Aujourd’hui le tissu de lin est très apprecié par les créateurs de la mode qui puisent ses idées dans la riche histoire du tissu dont l’âge est égale à celui de l’humanité.

Dans le panorama mouvementé des nouvelles tendances de la mode on voit de plus en plus réapparaitre des tissus naturels. Après la période de leur dévalorisation sous la pression de nouvelles matières synthétiques, ils regagnent leur territoire dans nos armoires. Attribués auparavant aux garde-robes de nos grand-mères et collections ethnographiques, les vêtements en lin, en particulier, sont aujourd’hui de retour. Le succès du tissu en lin exprime les humeurs de la société d’aujourd’hui. Soucieux des problèmes de la santé et de l’écosystème, nos contemporains cherchent à retrouver les valeurs perdues dans le respect de la nature qui est revue comme la source inépuisable de toutes les idées.
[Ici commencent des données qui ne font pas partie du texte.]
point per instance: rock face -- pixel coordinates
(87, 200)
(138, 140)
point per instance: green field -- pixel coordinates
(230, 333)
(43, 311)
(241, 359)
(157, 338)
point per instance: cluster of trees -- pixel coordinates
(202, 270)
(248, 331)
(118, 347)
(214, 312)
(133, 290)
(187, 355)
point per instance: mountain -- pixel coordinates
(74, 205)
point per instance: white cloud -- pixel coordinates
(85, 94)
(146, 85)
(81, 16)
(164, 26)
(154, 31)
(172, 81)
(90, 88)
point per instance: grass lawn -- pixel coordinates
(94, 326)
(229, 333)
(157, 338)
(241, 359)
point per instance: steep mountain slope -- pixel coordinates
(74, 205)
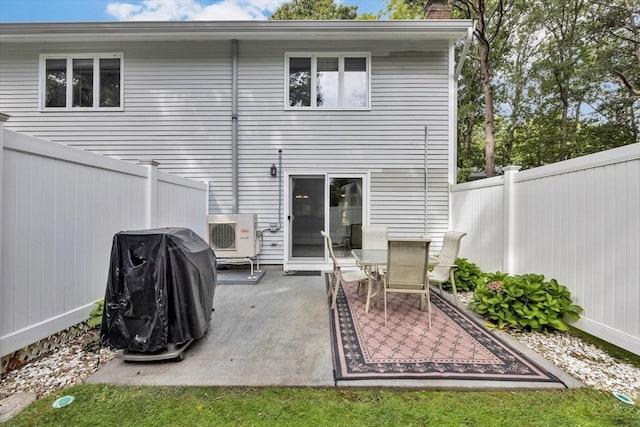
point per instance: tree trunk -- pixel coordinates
(489, 128)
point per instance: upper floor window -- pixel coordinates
(81, 81)
(328, 81)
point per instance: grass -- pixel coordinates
(104, 405)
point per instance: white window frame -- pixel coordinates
(69, 57)
(314, 56)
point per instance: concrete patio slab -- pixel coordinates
(276, 333)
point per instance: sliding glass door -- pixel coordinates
(333, 202)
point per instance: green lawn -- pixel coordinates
(101, 405)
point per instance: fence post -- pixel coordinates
(151, 212)
(508, 218)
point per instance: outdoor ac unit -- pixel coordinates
(234, 235)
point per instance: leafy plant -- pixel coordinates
(525, 302)
(467, 276)
(95, 315)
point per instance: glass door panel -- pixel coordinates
(307, 216)
(345, 214)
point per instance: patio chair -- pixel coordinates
(374, 237)
(444, 269)
(338, 276)
(407, 262)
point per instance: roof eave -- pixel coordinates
(445, 29)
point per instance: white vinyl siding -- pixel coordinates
(178, 113)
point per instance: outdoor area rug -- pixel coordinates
(456, 347)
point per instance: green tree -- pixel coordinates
(314, 10)
(491, 36)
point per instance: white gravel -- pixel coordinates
(595, 368)
(586, 362)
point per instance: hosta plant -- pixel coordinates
(525, 302)
(467, 276)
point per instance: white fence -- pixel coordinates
(576, 221)
(60, 208)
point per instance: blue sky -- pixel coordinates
(160, 10)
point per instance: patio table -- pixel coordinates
(371, 259)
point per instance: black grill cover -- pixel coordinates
(159, 290)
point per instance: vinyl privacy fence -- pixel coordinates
(576, 221)
(60, 209)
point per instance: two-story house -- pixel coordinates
(311, 125)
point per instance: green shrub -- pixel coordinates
(524, 302)
(95, 315)
(467, 276)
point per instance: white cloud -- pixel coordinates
(193, 10)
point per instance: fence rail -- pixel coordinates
(576, 221)
(60, 208)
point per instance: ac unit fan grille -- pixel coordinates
(223, 236)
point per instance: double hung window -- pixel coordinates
(81, 81)
(328, 81)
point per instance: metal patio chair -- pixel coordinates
(445, 268)
(407, 262)
(340, 276)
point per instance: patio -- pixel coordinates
(277, 333)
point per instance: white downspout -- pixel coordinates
(465, 50)
(234, 126)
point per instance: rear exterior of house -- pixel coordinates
(309, 125)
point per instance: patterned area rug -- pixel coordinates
(456, 347)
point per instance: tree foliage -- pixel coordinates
(565, 78)
(314, 10)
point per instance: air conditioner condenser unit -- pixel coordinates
(234, 235)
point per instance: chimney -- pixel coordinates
(437, 9)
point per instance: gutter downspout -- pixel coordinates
(465, 49)
(234, 126)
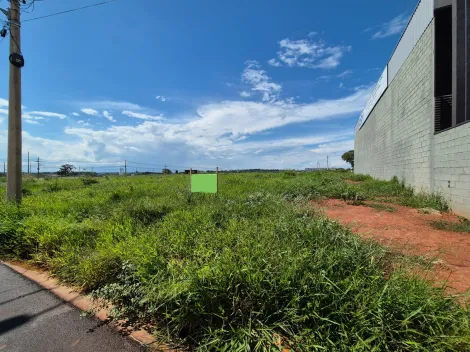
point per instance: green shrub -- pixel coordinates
(88, 181)
(250, 268)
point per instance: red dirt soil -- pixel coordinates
(409, 232)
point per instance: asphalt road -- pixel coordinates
(33, 319)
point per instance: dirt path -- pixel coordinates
(408, 231)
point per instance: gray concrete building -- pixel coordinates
(415, 125)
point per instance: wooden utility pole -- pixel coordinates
(14, 109)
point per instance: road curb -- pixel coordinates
(83, 303)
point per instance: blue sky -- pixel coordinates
(234, 84)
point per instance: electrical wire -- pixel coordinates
(68, 11)
(16, 43)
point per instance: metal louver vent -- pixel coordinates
(443, 112)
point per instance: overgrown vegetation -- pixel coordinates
(253, 268)
(382, 207)
(462, 226)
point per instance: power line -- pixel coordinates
(67, 11)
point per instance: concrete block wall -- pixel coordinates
(398, 137)
(451, 167)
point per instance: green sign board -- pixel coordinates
(204, 183)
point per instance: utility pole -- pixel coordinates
(14, 186)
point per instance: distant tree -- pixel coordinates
(65, 170)
(349, 157)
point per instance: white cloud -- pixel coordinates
(33, 122)
(341, 75)
(228, 134)
(142, 116)
(222, 130)
(260, 81)
(308, 53)
(274, 62)
(110, 105)
(48, 114)
(395, 26)
(89, 111)
(31, 117)
(108, 116)
(344, 74)
(336, 147)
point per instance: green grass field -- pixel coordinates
(252, 268)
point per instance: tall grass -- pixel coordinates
(249, 269)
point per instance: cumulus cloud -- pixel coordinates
(335, 147)
(89, 111)
(48, 114)
(109, 105)
(108, 116)
(260, 82)
(142, 116)
(33, 122)
(393, 27)
(31, 117)
(309, 53)
(222, 130)
(274, 62)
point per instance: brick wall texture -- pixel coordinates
(398, 137)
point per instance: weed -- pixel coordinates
(358, 177)
(252, 269)
(382, 207)
(88, 181)
(462, 226)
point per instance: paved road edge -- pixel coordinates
(83, 303)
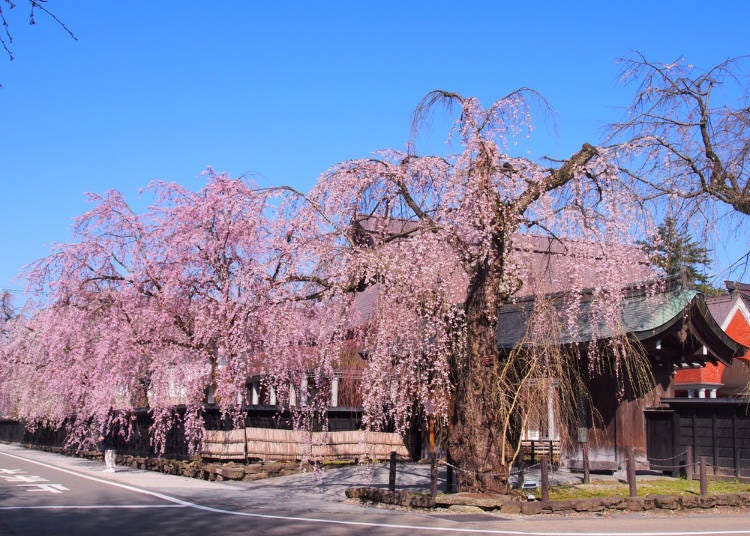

Parmi de nombreux tissus naturels, le lin occupe une place de première importance. L’usage du lin remonte à des temps reculés. Il est établi qu’il a été cultivé par l’homme déjà à l’âge de pierre. Ayant de plus de 7000 ans le lin est le textile le plus vieux au monde. La géographie de sa dispersion est large. La culture du lin prospérait en Egypte, Mésopotamie et en Assyrie. On trouve ses traces dans la Chine de V‘ millénaire avants J.C. Frais à porter, il est associé dès le début à l’idée de pureté et donne son nom au « linge » (venu de linga d’où est extraite la fibre).On lui attribuait des vertus curatives. A la fois solide, brillante, fraîche et légère cette fibre donne des tissus qui se froissent avec élégance. Sa préparation exigeait beaucoup de travail. La fibre de lin était issue du pourtour de la tige. Il fallait arracher péniblement à la main ces longues tiges pour profiter de toute la longueur de la fibre. D’après Pline l’Ancien (I siècle av. J.C.) : « On ne tresse pas la plante intacte, mais brisée, broyée, et réduite par la violence à la souplesse de la laine. Après la mousson du blé, les tiges elles-mêmes sont plongées dans l’eau tiédie par le soleil et maintenues au fond par un poids car rien n’est plus léger… on les fait sécher à nouveau au soleil. La tête en bas comme précédemment. Puis une fois sèches on les broie sur une pierre avec un maillet. Alors c’est un art de peigner et de séparer la fillasse."Pour le filage les femmes mouillaient autre fois de leur salive au caractère difficile. Tout ce dur labeur était néanmoins largement récompensé par la qualité incomparable de cette belle matière. Du gros lin rêche au toucher, fins batistes diaphanes en passant par les lourds sergés, il en existait plusieurs qualités. On trouve également le coutil grosse toile à trame serrée, appliquée à la confection des vêtements de dessus ou comme doublure et d’autres.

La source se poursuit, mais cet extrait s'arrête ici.